Un jueves lluvioso y soleado a la vez fuimos a
Valdegeña, pueblo de nadie y de todos. En la entrada, en unas teselas. se lee “Valdegeña también es mi pueblo”. Es
verdad: Valdegeña consigue ser una parte de nosotros y que nosotros seamos una
parte de él.
Fuimos al antiguo colegio, al pequeño
pero acogedor albergue, a la iglesia, al cementerio… Son lugares que están en cualquier pueblo, pero
que en Valdegeña, adquieren un aire especial. Todo es cercano allí y tienes
siempre la sensación de que las puertas de todas las casas están abiertas.
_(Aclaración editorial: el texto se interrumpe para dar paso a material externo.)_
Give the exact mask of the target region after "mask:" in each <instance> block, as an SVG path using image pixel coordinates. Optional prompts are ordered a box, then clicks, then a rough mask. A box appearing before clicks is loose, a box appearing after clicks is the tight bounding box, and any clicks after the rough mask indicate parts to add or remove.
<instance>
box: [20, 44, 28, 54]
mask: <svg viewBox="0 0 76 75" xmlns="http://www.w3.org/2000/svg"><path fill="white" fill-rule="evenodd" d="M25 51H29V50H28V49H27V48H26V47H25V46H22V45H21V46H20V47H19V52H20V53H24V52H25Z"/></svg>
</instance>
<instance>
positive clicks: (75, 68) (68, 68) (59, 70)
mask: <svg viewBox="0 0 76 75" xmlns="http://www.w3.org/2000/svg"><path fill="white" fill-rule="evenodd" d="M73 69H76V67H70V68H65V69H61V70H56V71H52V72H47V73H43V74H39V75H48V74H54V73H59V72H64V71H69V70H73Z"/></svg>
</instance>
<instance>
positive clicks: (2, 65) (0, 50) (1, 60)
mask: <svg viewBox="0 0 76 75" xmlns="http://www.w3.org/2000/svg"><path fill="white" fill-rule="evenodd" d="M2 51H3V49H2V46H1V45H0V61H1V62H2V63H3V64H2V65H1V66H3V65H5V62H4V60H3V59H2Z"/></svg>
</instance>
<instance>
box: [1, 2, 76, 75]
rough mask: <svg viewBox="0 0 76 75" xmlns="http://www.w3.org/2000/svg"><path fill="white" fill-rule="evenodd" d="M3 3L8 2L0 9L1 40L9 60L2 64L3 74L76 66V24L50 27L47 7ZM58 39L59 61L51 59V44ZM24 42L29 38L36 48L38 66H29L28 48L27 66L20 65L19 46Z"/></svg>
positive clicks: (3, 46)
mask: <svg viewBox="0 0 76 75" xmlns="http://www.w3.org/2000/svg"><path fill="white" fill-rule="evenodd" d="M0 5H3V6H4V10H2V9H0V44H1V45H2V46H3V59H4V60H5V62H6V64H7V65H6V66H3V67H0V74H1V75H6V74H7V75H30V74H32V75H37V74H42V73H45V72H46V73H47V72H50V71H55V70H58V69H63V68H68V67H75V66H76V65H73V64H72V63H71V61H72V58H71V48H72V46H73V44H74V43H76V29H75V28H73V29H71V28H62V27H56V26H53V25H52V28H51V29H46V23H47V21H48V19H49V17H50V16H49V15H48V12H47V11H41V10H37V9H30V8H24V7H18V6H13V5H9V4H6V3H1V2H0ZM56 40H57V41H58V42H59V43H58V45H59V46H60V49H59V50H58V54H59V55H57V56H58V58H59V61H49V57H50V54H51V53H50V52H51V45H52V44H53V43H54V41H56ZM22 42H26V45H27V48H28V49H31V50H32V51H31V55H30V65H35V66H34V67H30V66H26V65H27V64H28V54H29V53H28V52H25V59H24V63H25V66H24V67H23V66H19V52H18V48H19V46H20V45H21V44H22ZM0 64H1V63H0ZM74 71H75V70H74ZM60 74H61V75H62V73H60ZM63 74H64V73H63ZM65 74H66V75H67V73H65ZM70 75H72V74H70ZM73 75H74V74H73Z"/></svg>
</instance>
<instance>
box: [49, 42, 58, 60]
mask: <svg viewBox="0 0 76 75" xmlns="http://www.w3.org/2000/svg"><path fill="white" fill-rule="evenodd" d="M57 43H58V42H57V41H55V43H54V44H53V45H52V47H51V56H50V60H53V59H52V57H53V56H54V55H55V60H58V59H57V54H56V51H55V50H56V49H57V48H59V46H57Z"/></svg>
Mientras visitábamos esos lugares,
observé atentamente a Ricardo, un hombre de 79 años, vital, generoso, humilde.
Ricardo nos enseño el pueblo, su pueblo.
Mientras caminábamos por las calles, él nos contaba historias de
Valdegeña, su vida, la vida de los que vivieron allí. Todo, con una chispa de ilusión en los ojos,
que solo personas como él tienen.
En Valdegeña comprendí la vida de
Ricardo, comprendí que la vida es más que existir, que la vida es luchar por lo
que uno quiere, tener metas, sueños...
Ricardo restaura el pueblo para que no se
marchite, para que reviva y perdure en el tiempo. Como los recuerdos que tiene
en las paredes de su casa: un laúd, una guitarra, herramientas del campo,
imágenes de los suyos (de sus padres, de Avelino, el hermano escritor), un
jarrón de madera hecho por él, baúles de trocitos de distintas maderas, boinas,
cojines bordados, una cruz… Recuerdos en los que perdura una larga historia
detrás, pero que al mismo tiempo forman parte de la vida sencilla que ha vivido
Ricardo. Una vida que aunque sencilla no deja de ser admirable, una vida llena
de historia, de ilusión...
Cuando estábamos en el cementerio,
Ricardo nos dijo que querían que le incineraran porque no quería un ataúd
abandonado, tenía miedo de que nadie se acordara de enterrarlo y de que los
pocos familiares que le quedaban, tuvieran que estar obligados a recordarle.
Creía que pronto nadie se acordarí de él. Quiero decirle, que yo sí que le
recordaré, porque me parece admirable que consiga hacer de un pueblo
desconocido la casa del viajero que llega.
Gracias Ricardo, por hacerme pasear por esas mágicas calles y por la
gran lección de vida que me enseñaste.